O barco balouçava no mar como se fosse uma concha, e dentro dele
estavam cinco crianças. Eram magras, estavam cheias de frio e descalças, e a
água salgada escorria das suas roupas. Era óbvio que tinham naufragado, ou
talvez tivessem apenas soltado as amarras que prendiam o barco ao cais onde
ancoravam. Tinham, sem dúvida, remado sem parar, até chegarem ali.
Danni observou-as enquanto saíam do barco, a tremer de frio, pois o sol
tinha-se já posto. Agarravam-se umas às outras, com medo, e choravam
amargamente. Olharam para Danni, que lhes devolveu o olhar, mas não
trocaram nenhuma palavra. O menino não conseguia falar, porque tinha o
coração cheio de compaixão. Receava que, se falasse, desatasse a chorar. As
crianças continuavam em silêncio. Estavam cansadas das suas andanças, e
tinham medo de serem expulsas da praia.
De repente, a voz suave da desconhecida fez-se ouvir. Doce, terna e
maternal:
— Venham, meus filhos, não tenham medo. Este é o Danni, um amigo
vosso. Foi ele que pediu que vocês viessem até aqui. Tem muitos amigos que
estão também à vossa espera. Venham conhecê-los.
Devagar, as crianças aproximaram-se de Danni. Depois, uma delas
sussurrou:
— Olá, Danni. Passámos momentos horríveis e estamos muito cansados.
Mas chegámos, finalmente.
Danni respondeu:
— Venham comigo, por favor. Os meus pais estão à vossa espera, numa
casa cheia de amigos. Hoje é um feriado especial. Venham daí!E partiram juntos.
As crianças ainda tinham dificuldade de caminhar, mas iam avançando
cada vez com mais segurança.
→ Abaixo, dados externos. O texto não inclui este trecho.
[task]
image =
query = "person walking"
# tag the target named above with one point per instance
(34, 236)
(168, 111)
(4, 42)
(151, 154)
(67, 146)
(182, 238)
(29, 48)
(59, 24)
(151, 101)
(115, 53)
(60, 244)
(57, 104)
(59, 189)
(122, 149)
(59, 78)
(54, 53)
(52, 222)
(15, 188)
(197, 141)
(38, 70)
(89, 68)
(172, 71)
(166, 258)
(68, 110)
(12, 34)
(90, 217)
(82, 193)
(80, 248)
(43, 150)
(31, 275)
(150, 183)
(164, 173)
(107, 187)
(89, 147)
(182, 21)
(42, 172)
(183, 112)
Danni pegou na mão da mais pequena de todas,
que estava muito magra e triste. À medida que passavam pelas casas, ouviam
gargalhadas e canções que lhes chegavam através das janelas abertas. Todos se
preparavam para o Rosh Hashana, ou seja, o Ano Novo judaico.
Quando chegaram a casa de Danni, a mãe abriu a porta e puderam ver as
salas todas iluminadas. A mesa estava coberta com uma toalha branca, as velas
estavam acesas e inúmeras iguarias cobriam a mesa.
— Mãe, chegaram — anunciou Danni com simplicidade.
— Ótimo — respondeu a mãe. — Finalmente! Temos estado à vossa espera
desde sempre, meninos. Sentem-se e comam à vontade.
Colocou as crianças em redor da mesa, e estas comeram até à saciedade.
Enquanto estavam ocupados a festejar, Danni olhou lá para fora. Parecia-lhe
ver a senhora vestida de azul a caminho da montanha e anjos sagrados a virem
ao seu encontro, cantando Abençoado sejas, Ano Novo, abençoado sejas…
Então, Danni soube que a desconhecida que atendera as suas preces era a
Fada do Ano Novo, que tinha vindo visitá-lo.